- From: Dave Longley <dlongley@digitalbazaar.com>
- Date: Tue, 11 Oct 2022 11:21:55 -0400
- To: Manu Sporny <msporny@digitalbazaar.com>
- Cc: Jack Tanner <jack@tonomy.foundation>, public-credentials@w3.org, rebal@tonomy.foundation, Suneet Bendre <bendre.android@gmail.com>
On Mon, Oct 10, 2022 at 4:37 AM Jack Tanner <jack@tonomy.foundation> wrote: > What are the options you are considering for how to verify that a M/N proof set contains the required number of signatures? Another option is to actually hide all the details around how a special signature is produced from verifiers and, instead, expose a simple signature for verification. In other words, design your system such that there is a key hidden away in an HSM that will only perform a signature if you send it (or it eventually "collects") whatever it needs (be that M-of-N other signatures or anything else).

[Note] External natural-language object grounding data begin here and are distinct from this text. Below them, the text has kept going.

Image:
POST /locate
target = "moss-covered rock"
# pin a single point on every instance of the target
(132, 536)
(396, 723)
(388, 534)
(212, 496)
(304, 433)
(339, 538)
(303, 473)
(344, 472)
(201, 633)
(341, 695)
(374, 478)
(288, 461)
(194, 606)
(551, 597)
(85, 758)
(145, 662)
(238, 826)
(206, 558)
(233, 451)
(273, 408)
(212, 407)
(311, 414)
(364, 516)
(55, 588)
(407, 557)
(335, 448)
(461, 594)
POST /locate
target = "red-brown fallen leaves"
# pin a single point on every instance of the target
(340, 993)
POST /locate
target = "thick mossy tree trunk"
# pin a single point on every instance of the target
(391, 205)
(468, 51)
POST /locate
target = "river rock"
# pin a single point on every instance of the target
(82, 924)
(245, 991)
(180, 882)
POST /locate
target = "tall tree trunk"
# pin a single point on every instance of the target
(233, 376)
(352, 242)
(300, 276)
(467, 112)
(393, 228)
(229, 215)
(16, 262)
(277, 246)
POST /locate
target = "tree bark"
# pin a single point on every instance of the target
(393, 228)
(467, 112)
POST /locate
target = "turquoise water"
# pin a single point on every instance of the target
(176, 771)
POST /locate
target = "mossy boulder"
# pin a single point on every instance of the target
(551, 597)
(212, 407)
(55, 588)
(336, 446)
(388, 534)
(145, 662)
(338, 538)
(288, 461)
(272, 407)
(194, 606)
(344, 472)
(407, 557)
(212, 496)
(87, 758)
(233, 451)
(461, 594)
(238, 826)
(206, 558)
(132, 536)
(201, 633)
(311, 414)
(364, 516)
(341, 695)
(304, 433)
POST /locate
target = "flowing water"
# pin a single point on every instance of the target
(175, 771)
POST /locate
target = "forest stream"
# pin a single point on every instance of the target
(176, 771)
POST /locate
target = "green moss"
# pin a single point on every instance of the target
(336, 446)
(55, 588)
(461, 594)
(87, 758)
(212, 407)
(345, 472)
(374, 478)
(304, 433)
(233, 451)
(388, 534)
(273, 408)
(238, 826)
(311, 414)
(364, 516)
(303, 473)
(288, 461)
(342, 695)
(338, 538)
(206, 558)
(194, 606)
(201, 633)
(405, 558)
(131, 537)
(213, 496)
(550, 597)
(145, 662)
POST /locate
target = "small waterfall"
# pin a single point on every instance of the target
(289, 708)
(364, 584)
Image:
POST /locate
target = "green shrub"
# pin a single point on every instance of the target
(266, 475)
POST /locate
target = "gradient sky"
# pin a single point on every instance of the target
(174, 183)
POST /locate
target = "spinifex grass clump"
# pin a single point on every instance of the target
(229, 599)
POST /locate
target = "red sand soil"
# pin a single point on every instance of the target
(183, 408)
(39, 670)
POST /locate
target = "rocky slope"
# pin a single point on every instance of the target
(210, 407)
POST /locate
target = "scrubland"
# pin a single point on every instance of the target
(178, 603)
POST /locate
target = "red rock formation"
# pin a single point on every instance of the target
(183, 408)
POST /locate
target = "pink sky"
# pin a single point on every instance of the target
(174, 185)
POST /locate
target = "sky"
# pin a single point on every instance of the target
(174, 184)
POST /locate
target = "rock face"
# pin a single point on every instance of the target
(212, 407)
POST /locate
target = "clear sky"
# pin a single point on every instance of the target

You are then able to implement this however you want to -- and avoid exposing those details to every external (and perhaps unknown) verifier, in the hopes that they will all implement your complex verification scheme. There may be details that could make this approach unworkable for your use case(s), but it should be considered first as it puts less burden on interop with verifiers and allows for more experimentation hidden away in the implementation details. -- Dave Longley CTO Digital Bazaar, Inc.